I'm not a mother more than I am a wife, a sister, a daughter, a data analyst, a trainer, an occasional blogger, a voracious reader, a friend, a dog owner, and so on. It's another thing I am, not the thing I am. Would I prioritize Perdita over those other things if some horrible Sophie's Choice situation arose? Of course, but the semantic distinction is important. And the same way that being in romantic love shouldn't make my sole identity Berowne's Girlfriend / Wife, having this amazing small person in my life and loving her as madly as I do shouldn't make my sole identity Perdita's Mom. I don't believe in having a sole identity of any kind, because people are many times more complicated than that. No one has just one interest in life and no more. Interests and time allocation are not the same thing, of course, and being a parent does change your time allocation enormously, but it hasn't changed that much about me. Probably because well before parenthood I didn't go out at night or stay late at the office or have any reaction to the word "spontaneous" that didn't involve anxiety-induced eczema. Plus ça change, plus c'est la même chose.

That said, life with a sedentary baby was SO much easier than life with a mobile one. Jeezum.

Q: Milestones?

A: Um, well, I actually haven't looked at a list of what she's "supposed" to be doing in a long time (go me!). But I'm sure somewhere on that list are throwing food everywhere, saying and waving "hi" and "bye", running, knowing what the command "sit on your bum" means (most of the time), responding to "what does the wolf say?" with the most adorable little "ooooo" imaginable, and making your mother cry because when you sit in your high chair, with your long legs stretched out and real sneakers on your feet, you don't look like a baby anymore.

Q: The first animal sound you taught her was a wolf?

A: Of course it was.

Q: How's getting her nap schedule on track going?

A: Sunday we had two straight hours of screaming sobbing exhausted-but-refusing-to-sleep meltdown before she finally passed out for about an hour. Welcome to toddlerhood!

Q: What have you read lately?

A: The Crimes of Paris: A True Story of Murder, Theft, and Detection, by Dorothy Hoobler. Starts with the theft of the Mona Lisa in 1911 and goes back from there to the most notorious and dramatic crimes in the city. I found my interest in the various crimes and trials fluctuating greatly - some were just duller than others - and ultimately preferred Hoobler's book about Mary Shelley. But I did enjoy the bits about forensic science.

The Secret History of Wonder Woman, by Jill Lepore. So good and fascinating and and will make feminism-outrage steam come out of your ears.

Running the Books: The Adventures of an Accidental Prison Librarian, by Avi Steinberg. Steinberg got a job as a prison librarian at South Bay Prison, in Boston.

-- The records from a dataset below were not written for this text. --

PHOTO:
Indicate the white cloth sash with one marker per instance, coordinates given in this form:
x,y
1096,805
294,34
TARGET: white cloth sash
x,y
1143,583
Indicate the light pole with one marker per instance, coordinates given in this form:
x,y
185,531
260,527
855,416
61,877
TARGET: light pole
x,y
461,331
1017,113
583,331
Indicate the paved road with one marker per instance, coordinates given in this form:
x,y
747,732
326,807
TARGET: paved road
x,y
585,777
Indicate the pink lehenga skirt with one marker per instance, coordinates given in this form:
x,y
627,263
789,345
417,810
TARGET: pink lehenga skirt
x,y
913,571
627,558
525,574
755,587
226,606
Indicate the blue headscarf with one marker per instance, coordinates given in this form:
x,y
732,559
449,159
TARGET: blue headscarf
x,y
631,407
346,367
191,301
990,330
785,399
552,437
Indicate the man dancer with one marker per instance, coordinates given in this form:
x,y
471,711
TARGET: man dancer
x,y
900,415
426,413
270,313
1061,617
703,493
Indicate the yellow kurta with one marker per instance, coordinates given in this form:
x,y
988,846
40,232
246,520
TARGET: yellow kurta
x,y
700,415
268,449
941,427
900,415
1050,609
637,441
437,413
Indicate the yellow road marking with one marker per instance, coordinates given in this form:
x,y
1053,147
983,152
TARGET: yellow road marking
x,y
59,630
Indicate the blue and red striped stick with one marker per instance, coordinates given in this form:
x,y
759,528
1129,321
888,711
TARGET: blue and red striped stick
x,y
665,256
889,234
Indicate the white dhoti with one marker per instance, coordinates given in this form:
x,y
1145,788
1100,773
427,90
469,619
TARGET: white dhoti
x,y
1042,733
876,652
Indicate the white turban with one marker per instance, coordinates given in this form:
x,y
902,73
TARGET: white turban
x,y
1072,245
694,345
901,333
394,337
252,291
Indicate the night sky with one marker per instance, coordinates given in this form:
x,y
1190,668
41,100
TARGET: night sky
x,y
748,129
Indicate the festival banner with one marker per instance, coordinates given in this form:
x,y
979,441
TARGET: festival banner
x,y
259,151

His tales of the inmates are touching and insightful, but his attempts to be Woody Allen-ish neurotically funny don't always work.

A Lesson in Secrets, by Jacqueline Winspear. The Maisie Dobbs series aren't quite hate-reading for me, especially since they're getting increasingly short and always make me remember that I love tea. But with a heroine who is Emma Woodhouse if she was never wrong or learned anything, some aspects are hard to take. In this one Maisie goes undercover at a college and immediately becomes the most popular and brilliant lecturer ever, and is recruited by the Secret Service for being so awesome, and buys her assistant a house against his wishes because she knows what's best for him, and remains spunkily independent despite her boyfriend (who's an earl, I believe) begging her to marry him. Well, I managed to move my mug of tea before the diapered Flash in my house reached it, so shut up, Maisie.

Q: Do you always reach the tea first?

A: No. But it's always stone-cold by the time it gets anywhere near the baby. As is the coffee, though I am still careful not to take her out in public in clothes which have obviously had coffee spilled on them. 

Q: How happy and amazed and exhausted are you about a year with this little creature?

A: All of it. All of it is spring. Bitter winds and gray skies, and warm breezes ruffling the bright wave-tops, sometimes all in one day. Everything is possibility.